Create Pageshot of URL Brick

PurposeLearn about the various configurations and parameters required for the Deduplicate Brick to function correctly.
Last updatedAugust 05, 2024

What is the Create Pageshot of URL Brick

The Create Pageshot of URL Brick is versatile, allowing us to perform various actions such as capturing screenshots of specific URLs and extracting information from HTML elements on web pages. It's a useful tool for visually documenting web content and retrieving specific data points from online sources.

Create Pageshot of URL Brick configuration supporting video


Pageshot of URL Brick parameters

  1. Use Proxy: A proxy is a mediator server for a client to access a destination server.

Specify whether to use a proxy by entering the proxy address. For example, you can use a SOCKS5 address like socks5://127.0.0.1:9050 for accessing Tor pages.

For more information on Jinja2 syntax follow link below:

Learn more about Jinja2

  1. User Agent: Enter a standard user agent header string. This string helps servers and network peers identify the application, operating system, vendor, and/or version of the requesting user agent.

Follow link to learn more about user agent header string:

Learn more about user agent header string.

For more information on Jinja2 syntax follow link below:

Learn more about Jinja2

  1. Cookies: Configure cookies using the cookie_name=cookie_value command.

For more information on Jinja2 syntax follow link below:

Learn more about Jinja2

  1. Task:

In this section of the Brick is where you configure the task to be taken into consideration, for example:

[
{
"type": "navigate",
"url": "https://dtact.com/"
},
{
"type": "wait-visible",
"selector": ".main-content",
"enabled": true
},
{
"type": "evaluate",
"name": "pageTitle",
"script": "document.title",
"enabled": true
}
]

In this code we can tell the Brick to get to a website URL, wait until an element is displayed, and evaluate a JavaScript expression to display the title of the webpage.

  • Most common tasks:
  1. the process of capturing an image of a desired webpage through a screenshot that has been obtained by the URL. This process is done by taking screenshots of the websites's visual presentation at a specific point on a given day.
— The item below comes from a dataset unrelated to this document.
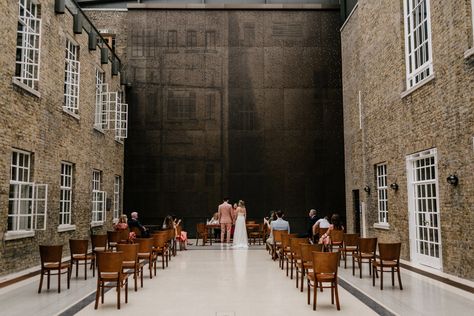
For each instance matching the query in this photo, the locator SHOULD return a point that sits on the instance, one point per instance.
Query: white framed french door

Nevertheless, this picture of a website, called a "pageshot" or "screenshot", has the purpose of capturing the appearance, text, and design of the website by changing it into an image file that can be kept or shared with others.

  2. 'Navigate': Navigating to a specific URL.

  3. 'wait': This option is used when you're uncertain about the exact name of the HTML element you're waiting for, or if you need to add a delay to avoid overloading the server.

  4. 'duration': Specifies the time to wait.

  5. 'Wait-visible': Argument is the selector parameter; which can be the CSS selector (class or ID) stating the element on the webpage that should be waiting for visibility. This function is responsible for the script that can wait until a needed element happens to be visible and then can process the code further.

  6. 'timeout': Determines how long Pageshot will wait for the action to complete. If it exceeds this time, the task will be canceled.

  7. 'click': This identifies the HTML segment to be clicked, usually a button type, but it can be a specific named button, for instance.

  8. 'or': This option contains two blocks: 'left' and 'right'. Pageshot will first attempt to execute the left action. If it times out or encounters another error, it will then try the right action.

  9. 'send-keys': Used to send information to an HTML element, such as filling in an email/password.

  10. 'Evaluate': One of the functions of this argument involves two commands. To begin with, the "name" field is the output field that is used for the results of the operation in the output. Next, script parameter can be used to put some JavaScript code which should be run on the webpage. This evaluation process generates output and then stores the output value in the specified field for further processing.

For more information on Jinja2 syntax follow link below:

Learn more about Jinja2

Pageshot of URL Brick output format

In this section of the documentation the user will learn where are the outputs of the brick stored and its format.

The output variables may vary depending on the input brick providing the data, here are some examples:

  1. Name of variable: pageshot

    • Format:
      • actions (List): List of actions taken.
      • console (Null): Console data, which is null in this case.
      • cookies (List): List of cookies, which is empty in this case.
      • createdAt (String): The timestamp when the data was created, in ISO 8601 format.
      • data (Dictionary): Contains request data.
      • meta (Dictionary): Metadata, which is empty in this case.
      • page (Dictionary): Contains page details.
      • pageshotId (String): The identifier for the page screenshot.
      • results (Dictionary): Contains the analysis results.
  2. Name of variable: python

    • Format:
      • from (String): The sender's email address.
      • to (List): List of recipient email addresses.
      • subject (String): The subject of the email.
      • message_id (String): The unique message identifier.
      • content-type (String): The content type of the email.
      • headers (List): List of email headers.
      • parts (List): List of parts of the email.
      • html_body (String): The HTML body content of the email.